Now let's say you not only have the visibility thing down, you also come across as credible and people love to accept your lunch invitations. But no one is sending you business. It is probably because you are not relevant. One of the worst things the CPA can do is attempt to be all things to all people. Over and over at practice development conferences CPAs are told they need to find a niche if they really want to grow and be successful. But this counterintuitive strategy of narrowing your potential market to expand your business development is mostly ignored.

The problem is this. In the world of professional services new business comes most often and most quickly through word-of-mouth referrals.
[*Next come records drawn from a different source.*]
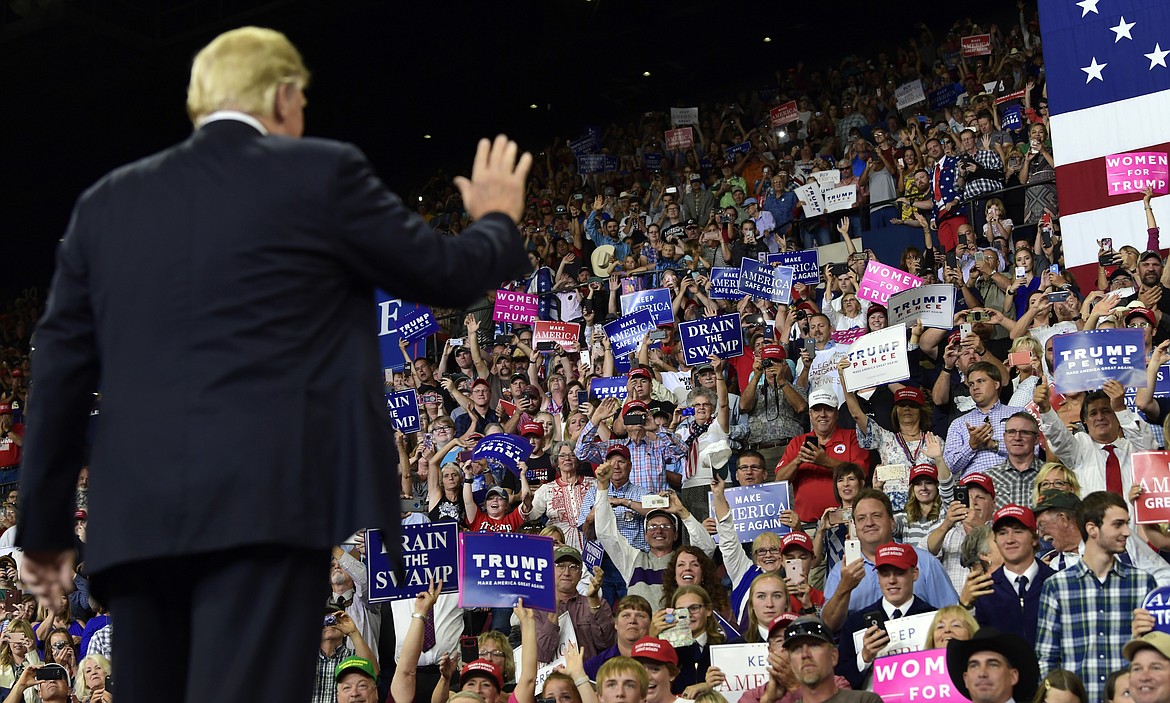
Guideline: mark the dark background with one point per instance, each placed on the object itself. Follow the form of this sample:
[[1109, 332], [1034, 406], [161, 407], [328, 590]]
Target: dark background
[[87, 85]]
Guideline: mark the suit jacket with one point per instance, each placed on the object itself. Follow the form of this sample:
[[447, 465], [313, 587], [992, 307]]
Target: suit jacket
[[220, 295], [847, 662], [1002, 608]]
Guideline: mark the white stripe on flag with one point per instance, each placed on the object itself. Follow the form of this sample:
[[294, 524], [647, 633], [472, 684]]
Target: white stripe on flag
[[1113, 128]]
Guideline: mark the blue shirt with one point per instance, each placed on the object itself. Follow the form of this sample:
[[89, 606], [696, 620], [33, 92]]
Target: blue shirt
[[933, 584]]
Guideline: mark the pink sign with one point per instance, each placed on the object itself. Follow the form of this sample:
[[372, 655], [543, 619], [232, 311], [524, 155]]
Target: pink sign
[[679, 138], [847, 336], [977, 45], [915, 677], [1135, 171], [1151, 471], [784, 114], [882, 281], [520, 308]]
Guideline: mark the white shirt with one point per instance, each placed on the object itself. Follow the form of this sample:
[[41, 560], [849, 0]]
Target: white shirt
[[1086, 457]]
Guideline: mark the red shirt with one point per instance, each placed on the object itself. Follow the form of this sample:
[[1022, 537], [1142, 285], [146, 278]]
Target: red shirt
[[812, 484]]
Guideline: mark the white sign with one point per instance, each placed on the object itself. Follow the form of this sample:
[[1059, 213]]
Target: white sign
[[826, 179], [935, 304], [683, 116], [909, 94], [878, 358], [745, 667], [840, 198]]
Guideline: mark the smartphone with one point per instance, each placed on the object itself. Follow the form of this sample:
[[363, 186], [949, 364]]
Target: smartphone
[[852, 551], [874, 619], [1019, 358], [468, 648], [793, 569], [654, 502], [963, 495]]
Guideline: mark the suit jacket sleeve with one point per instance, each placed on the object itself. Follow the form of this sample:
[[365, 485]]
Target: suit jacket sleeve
[[396, 249]]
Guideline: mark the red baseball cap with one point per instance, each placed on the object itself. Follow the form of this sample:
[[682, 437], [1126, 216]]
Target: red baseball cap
[[1019, 514], [656, 650], [796, 539], [482, 667], [979, 481], [773, 351], [634, 405], [923, 469], [909, 394], [618, 449], [639, 372], [899, 556]]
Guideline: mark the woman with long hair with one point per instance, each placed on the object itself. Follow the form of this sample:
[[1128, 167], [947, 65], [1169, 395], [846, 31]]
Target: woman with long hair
[[561, 500], [690, 566], [766, 599]]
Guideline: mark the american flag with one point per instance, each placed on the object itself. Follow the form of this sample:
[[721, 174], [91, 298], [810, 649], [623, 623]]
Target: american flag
[[1108, 80]]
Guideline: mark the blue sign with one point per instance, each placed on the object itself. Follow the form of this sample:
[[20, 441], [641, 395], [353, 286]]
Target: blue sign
[[944, 96], [765, 281], [599, 388], [1085, 360], [1157, 602], [390, 311], [418, 324], [658, 301], [429, 553], [626, 332], [508, 449], [497, 569], [805, 264], [1012, 119], [710, 336], [592, 555], [404, 411], [756, 509], [744, 147], [724, 284]]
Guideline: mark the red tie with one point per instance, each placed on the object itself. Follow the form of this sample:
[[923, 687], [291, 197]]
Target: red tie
[[1112, 471]]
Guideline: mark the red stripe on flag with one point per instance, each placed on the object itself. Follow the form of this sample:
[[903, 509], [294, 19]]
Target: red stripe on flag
[[1082, 186]]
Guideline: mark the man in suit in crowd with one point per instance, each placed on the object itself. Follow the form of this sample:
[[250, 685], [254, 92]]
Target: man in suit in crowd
[[220, 294], [1009, 598], [897, 567]]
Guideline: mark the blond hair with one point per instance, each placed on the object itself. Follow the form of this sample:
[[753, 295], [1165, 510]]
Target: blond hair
[[242, 70]]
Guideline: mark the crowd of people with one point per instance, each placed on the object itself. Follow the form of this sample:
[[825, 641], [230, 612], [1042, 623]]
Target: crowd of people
[[974, 490]]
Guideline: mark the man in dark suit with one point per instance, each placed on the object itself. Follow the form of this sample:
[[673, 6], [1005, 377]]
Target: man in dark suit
[[1009, 598], [220, 294], [897, 567]]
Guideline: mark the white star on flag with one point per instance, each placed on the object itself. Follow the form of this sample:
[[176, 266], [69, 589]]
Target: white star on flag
[[1122, 29], [1158, 57], [1094, 70]]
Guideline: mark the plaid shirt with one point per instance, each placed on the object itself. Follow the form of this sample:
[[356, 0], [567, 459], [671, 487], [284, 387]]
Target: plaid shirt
[[647, 457], [631, 524], [1085, 624], [324, 690], [1013, 486], [958, 454]]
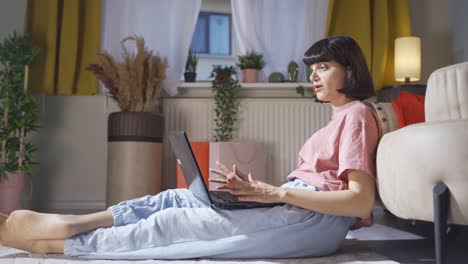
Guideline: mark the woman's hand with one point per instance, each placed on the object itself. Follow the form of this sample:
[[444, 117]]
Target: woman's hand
[[226, 173], [245, 186], [255, 191]]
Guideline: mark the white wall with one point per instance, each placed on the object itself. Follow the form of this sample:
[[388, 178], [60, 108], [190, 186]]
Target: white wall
[[430, 22], [458, 10], [11, 17]]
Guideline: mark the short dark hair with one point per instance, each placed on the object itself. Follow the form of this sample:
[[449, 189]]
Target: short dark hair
[[345, 51]]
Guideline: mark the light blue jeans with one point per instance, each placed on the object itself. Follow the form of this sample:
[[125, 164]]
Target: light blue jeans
[[176, 225]]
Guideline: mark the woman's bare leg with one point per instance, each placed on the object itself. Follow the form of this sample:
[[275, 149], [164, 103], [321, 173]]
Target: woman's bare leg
[[23, 228], [40, 246]]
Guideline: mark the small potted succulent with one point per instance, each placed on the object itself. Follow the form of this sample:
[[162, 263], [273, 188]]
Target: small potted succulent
[[250, 64], [190, 74]]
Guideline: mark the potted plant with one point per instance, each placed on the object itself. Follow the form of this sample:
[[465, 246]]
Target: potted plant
[[190, 74], [19, 113], [248, 156], [135, 133], [225, 91], [250, 64]]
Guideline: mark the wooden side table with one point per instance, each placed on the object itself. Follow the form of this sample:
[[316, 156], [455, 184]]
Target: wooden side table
[[389, 93]]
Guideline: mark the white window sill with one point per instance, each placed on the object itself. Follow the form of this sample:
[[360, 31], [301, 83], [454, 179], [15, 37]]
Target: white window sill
[[248, 90]]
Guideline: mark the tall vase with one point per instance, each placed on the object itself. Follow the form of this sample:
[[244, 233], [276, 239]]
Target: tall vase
[[11, 191], [134, 155]]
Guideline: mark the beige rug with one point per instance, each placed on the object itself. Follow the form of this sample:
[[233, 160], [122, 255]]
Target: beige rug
[[354, 251]]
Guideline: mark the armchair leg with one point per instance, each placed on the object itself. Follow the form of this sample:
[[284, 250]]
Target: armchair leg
[[440, 192]]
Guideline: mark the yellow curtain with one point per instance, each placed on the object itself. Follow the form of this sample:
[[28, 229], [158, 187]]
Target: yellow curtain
[[68, 34], [374, 24]]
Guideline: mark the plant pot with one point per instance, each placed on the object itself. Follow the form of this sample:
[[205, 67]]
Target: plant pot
[[249, 75], [11, 191], [134, 155], [190, 76]]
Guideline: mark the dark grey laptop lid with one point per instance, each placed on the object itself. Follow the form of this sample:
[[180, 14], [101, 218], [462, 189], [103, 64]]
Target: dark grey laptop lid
[[185, 158]]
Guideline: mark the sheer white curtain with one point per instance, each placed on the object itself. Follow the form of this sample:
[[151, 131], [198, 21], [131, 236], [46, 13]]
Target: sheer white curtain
[[166, 25], [281, 30]]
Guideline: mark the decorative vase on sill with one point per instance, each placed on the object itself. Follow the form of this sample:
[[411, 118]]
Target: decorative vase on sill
[[190, 74], [135, 135], [250, 64], [249, 75]]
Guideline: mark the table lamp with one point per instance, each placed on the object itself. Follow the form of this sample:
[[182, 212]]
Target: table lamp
[[407, 59]]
This means that when a referral source is out there in the wild and they hear about a specific problem they need to know enough about you and your specific expertise so that your name is the one and only name that comes to mind at the very moment they are in a position to send you the best kind of prospect: one with a problem and a burning desire to solve it.
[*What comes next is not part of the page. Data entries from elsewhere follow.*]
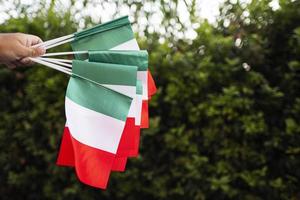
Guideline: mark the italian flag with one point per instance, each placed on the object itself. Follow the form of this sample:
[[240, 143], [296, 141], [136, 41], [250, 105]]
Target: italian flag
[[96, 118], [93, 163]]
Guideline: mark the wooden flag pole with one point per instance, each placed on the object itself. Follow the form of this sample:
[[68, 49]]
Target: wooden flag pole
[[53, 66], [65, 53], [56, 62], [54, 41]]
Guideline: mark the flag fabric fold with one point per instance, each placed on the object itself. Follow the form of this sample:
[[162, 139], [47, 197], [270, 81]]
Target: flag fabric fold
[[106, 102]]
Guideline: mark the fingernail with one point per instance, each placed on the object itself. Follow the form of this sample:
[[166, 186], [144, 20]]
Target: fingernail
[[42, 50], [26, 61]]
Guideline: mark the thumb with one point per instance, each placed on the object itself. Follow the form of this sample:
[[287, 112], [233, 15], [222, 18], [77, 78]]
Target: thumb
[[31, 51]]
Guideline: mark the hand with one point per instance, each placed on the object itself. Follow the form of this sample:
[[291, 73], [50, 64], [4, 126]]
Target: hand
[[15, 48]]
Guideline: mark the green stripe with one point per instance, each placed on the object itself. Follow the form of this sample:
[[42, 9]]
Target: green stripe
[[102, 41], [106, 73], [98, 98], [135, 58], [103, 27], [139, 87]]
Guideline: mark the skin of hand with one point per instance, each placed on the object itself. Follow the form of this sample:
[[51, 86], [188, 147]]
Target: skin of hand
[[15, 48]]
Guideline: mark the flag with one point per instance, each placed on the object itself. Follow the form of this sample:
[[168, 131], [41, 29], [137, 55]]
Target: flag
[[96, 117]]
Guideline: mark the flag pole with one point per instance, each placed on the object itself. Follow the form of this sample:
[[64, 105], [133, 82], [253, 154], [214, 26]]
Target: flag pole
[[53, 66], [53, 41], [56, 62], [59, 59], [60, 43], [65, 53]]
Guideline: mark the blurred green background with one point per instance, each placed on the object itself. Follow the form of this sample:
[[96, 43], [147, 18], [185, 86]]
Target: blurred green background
[[225, 123]]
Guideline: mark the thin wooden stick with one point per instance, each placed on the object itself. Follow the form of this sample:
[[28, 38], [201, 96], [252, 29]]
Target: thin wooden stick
[[53, 41], [56, 62], [61, 60], [65, 53], [53, 66], [60, 43]]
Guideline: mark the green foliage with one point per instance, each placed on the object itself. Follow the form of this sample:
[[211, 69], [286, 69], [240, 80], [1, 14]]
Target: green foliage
[[218, 130]]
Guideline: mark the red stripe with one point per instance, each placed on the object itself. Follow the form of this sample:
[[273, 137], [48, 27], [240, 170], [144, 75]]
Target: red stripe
[[66, 153], [151, 85], [93, 166], [129, 139], [119, 164], [145, 115]]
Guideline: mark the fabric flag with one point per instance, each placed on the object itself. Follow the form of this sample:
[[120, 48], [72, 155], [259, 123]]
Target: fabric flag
[[114, 35], [96, 117]]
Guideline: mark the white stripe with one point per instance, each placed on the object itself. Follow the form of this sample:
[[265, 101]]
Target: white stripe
[[143, 76], [128, 91], [92, 128], [139, 100], [123, 89]]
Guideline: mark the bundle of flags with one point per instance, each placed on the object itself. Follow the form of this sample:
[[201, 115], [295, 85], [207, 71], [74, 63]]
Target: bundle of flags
[[106, 101]]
Last week a friend of mine asked me if I could recommend a CPA for her growing food wholesale business. I could not think of one, and I know dozens of local CPAs. But none of those CPAs has ever sat down with me over a cup of coffee and told me about their expertise with route salesman, delivery trucks, or wholesale food distributors. If any of those terms had ever been mentioned I would have had a name for her. But almost all of the CPAs that I know describe their services in broadly generalist terms.

I absolutely love the fact that Magen Smith specializes in the self storage industry, and that Jeremiah Kovacs and Jeff DeBolt specialize in Amazon resellers, and that Jason Blumer specializes in creatives, and that Alexis Kimbrough specializes in recording artists and that Chris Farmand serves microbrewers. These CPA and accounting firms are at the forefront of the industry and they are NOT having a problem adding new clients.
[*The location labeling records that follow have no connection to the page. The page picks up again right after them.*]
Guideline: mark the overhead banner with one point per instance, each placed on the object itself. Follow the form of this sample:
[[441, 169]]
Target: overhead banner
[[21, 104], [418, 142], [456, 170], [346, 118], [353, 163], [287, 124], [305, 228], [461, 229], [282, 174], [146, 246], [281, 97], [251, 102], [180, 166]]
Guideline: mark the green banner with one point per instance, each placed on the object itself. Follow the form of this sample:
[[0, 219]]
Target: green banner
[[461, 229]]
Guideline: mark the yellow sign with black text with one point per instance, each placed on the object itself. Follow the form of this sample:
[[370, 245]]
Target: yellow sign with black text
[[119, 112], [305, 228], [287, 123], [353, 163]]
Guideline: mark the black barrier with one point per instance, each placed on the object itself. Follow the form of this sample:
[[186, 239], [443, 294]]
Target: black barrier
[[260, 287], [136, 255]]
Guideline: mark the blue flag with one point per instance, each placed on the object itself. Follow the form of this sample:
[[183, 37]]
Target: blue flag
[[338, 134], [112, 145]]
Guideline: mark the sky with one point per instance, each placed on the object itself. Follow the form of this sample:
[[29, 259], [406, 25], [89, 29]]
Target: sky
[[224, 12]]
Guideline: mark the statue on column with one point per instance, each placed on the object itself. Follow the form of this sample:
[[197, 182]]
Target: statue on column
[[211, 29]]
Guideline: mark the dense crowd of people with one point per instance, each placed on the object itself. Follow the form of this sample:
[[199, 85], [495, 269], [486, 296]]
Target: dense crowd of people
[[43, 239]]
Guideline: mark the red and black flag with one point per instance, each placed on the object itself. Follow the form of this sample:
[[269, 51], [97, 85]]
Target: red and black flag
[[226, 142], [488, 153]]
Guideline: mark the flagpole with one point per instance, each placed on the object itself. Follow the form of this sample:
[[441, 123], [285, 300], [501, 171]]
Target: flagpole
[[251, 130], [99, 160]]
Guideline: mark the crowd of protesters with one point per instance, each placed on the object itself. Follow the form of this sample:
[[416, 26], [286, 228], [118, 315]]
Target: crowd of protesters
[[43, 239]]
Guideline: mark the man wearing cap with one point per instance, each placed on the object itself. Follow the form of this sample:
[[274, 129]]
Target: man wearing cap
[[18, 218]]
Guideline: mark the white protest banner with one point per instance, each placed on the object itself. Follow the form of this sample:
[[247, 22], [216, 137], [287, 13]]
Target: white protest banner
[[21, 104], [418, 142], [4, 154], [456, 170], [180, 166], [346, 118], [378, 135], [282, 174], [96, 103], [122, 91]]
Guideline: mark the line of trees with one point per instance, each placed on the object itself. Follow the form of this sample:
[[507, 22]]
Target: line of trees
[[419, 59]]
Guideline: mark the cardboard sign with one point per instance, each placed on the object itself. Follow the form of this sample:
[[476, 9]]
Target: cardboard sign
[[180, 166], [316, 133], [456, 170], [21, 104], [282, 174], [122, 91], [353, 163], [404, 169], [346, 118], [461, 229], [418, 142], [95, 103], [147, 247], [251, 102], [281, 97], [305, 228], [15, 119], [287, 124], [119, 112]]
Step one in being relevant is to establish an area where you stand out and where your name is the first one that comes to the mind of anyone dealing with a problem even remotely connected to your area of expertise. Those who discipline themselves to constrain their activities to a specific niche find that adding new business costs less over time and takes up a smaller portion of their weekly schedule.

Lack of Competence

If you are doing all of these things and you still cannot add new business, stop! Really think about it, and be honest with yourself. Because the only other option is that you are incompetent.

If you are getting out there and people know you exist and they know what you do, and you have credibility, and you are relevant, and you still can't add business…then it is most likely because you are not very good at what you do. Word has gotten out about you and while the smile to your face no one will touch you with a ten foot pole.

This is hardly ever the case. The world is full of CPAs (and for that matter attorneys and doctors and engineers and architects and insurance professionals and investment advisors) who are not very good at what they do. It could be in the technical details or it could be a lack of service. But these folks tend to find a downmarket niche where people are willing to put up with incompetency for a good discount. Getting customers is not the problem. Charging them a premium price is the problem. But this article is not about pricing.

The reason incompetence is rarely the reason CPAs cannot add new clients is that if you are so bad people are spreading the word about your incompetence, it's highly unlikely you are still in business. But, there are ways to do it, whether it be staying afloat with a second job or relying on the income from a spouse. If this is you, wake up! Get serious about your craft and narrow your area of focus so that you can acquire a deep enough skill set to become competent.

I love running The Consulting CPA program. It is incredibly exciting to see CPAs learn the strategic consulting skill set and build a loyal customer base around it. But anytime a CPA tells me they've always had a hard time adding new clients we hit the brakes, hard! It's important to understand exactly why adding new business has been so difficult. Everyone has to file a tax return and if you've had a hard time making it in that business you need to go back and fix the root of the problem.